Jason is currently based in a remote Aboriginal community in far North Queensland and enjoys the work-life balance he now has.

“I work five days a week with one day off every fortnight, I get paid leave, and I’ve really been able to find a niche inside of GP,” he said.

“Working in Yarrabah, we’re working with a broad holistic model of care which includes biopsychosocial, so community health, cultural and spiritual health, the health of country, and even financial and legal health.”

He said a particularly treasured moment was when he was working on the vaccination rollout which required a door-to-door approach where he spoke to the community about vaccinations and their hesitancy and was able to answer their questions directly.
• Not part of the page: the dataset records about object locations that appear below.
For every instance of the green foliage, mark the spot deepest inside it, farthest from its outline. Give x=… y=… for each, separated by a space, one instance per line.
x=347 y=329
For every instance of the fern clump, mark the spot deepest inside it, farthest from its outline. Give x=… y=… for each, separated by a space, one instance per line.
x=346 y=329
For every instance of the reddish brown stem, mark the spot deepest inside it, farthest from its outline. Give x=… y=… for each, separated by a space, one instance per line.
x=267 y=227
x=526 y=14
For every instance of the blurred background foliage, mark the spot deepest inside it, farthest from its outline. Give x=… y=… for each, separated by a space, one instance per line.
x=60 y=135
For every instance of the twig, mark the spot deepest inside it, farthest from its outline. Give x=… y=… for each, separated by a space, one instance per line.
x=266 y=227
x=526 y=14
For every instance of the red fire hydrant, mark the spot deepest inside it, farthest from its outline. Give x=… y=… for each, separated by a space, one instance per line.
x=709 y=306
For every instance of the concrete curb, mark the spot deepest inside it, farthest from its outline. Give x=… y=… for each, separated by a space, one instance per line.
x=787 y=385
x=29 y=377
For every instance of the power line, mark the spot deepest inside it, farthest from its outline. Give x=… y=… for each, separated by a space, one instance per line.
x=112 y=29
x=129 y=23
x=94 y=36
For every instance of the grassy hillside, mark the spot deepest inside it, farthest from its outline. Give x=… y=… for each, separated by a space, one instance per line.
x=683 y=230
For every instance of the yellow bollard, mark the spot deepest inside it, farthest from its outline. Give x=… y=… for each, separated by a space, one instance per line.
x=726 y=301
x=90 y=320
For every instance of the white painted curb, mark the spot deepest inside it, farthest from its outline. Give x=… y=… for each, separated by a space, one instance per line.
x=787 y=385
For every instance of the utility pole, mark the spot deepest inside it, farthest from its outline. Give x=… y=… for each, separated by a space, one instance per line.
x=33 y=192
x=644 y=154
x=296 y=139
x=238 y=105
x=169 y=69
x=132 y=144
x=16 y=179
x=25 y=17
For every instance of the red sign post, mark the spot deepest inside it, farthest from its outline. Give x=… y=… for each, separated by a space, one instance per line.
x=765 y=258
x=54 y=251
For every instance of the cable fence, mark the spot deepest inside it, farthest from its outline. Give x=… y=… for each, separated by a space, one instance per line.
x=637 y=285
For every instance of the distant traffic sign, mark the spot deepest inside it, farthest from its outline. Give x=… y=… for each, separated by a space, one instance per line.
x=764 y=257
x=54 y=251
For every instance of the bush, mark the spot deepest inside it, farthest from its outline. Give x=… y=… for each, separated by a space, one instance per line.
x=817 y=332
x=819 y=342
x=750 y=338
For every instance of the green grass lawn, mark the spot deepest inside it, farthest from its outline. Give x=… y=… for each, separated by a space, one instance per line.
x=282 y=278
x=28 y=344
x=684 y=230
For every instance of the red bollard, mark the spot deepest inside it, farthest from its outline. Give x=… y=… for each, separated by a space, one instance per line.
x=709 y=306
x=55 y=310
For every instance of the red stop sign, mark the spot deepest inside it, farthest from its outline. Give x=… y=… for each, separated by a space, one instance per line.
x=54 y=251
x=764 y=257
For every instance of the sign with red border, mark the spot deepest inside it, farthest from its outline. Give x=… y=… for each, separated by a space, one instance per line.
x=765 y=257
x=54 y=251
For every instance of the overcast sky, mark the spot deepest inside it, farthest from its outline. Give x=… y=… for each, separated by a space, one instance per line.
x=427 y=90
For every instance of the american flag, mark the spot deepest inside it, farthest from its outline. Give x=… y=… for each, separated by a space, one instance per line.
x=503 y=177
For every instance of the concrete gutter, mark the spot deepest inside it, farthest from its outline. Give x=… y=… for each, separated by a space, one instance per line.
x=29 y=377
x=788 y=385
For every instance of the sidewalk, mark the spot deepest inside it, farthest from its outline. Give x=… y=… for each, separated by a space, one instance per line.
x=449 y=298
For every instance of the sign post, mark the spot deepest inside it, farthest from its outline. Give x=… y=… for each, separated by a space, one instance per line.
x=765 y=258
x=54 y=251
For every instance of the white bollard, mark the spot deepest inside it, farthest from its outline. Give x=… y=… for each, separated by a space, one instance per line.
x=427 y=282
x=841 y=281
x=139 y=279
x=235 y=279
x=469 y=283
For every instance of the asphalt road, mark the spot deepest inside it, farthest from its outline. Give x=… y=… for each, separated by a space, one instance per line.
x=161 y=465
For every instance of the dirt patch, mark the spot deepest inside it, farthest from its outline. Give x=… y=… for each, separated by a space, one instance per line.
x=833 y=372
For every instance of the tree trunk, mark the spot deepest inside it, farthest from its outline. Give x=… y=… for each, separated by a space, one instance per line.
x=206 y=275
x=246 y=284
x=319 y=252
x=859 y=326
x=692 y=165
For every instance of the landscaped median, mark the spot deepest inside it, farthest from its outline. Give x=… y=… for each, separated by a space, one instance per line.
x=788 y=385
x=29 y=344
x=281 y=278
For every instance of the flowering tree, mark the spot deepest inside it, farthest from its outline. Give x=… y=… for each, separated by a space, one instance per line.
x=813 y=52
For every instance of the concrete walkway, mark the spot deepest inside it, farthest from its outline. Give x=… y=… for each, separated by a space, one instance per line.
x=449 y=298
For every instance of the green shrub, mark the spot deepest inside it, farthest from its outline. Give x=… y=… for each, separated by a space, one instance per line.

“On this particular day I had a morning clinical session, and then I was out walking door-to-door in the afternoon,” Jason said.

“I was yarning with people on the verandahs, having cups of tea, speaking to a grandmother and her children about the vaccine.

“That was the most magic experience in a really beautiful part of the world.

“It’s the variety of practice that I really treasure; I don’t have to be stuck in a room all day, I can be out there doing different things.”

Jason’s advice to medical students and junior staff in the hospital system was to understand that their career would be a long one no matter what they chose.

“You’re going to have to make decisions that will mean you’ll have to weigh up your priorities between your life outside and within medicine,” he said.

“GP provides the most equitable balance between all of those different priorities in life, and it’s a diverse and varied field in which you can find your niche while still maintaining that balance.”

“GPs are in demand all across Australia, particularly in remote communities, so look to remote areas to both learn more as a GP and to see them as your ultimate destination for your career.

“Working remotely and in rural areas is incredibly rewarding where you get to be part of a community, which is something that is increasingly missing in our society.”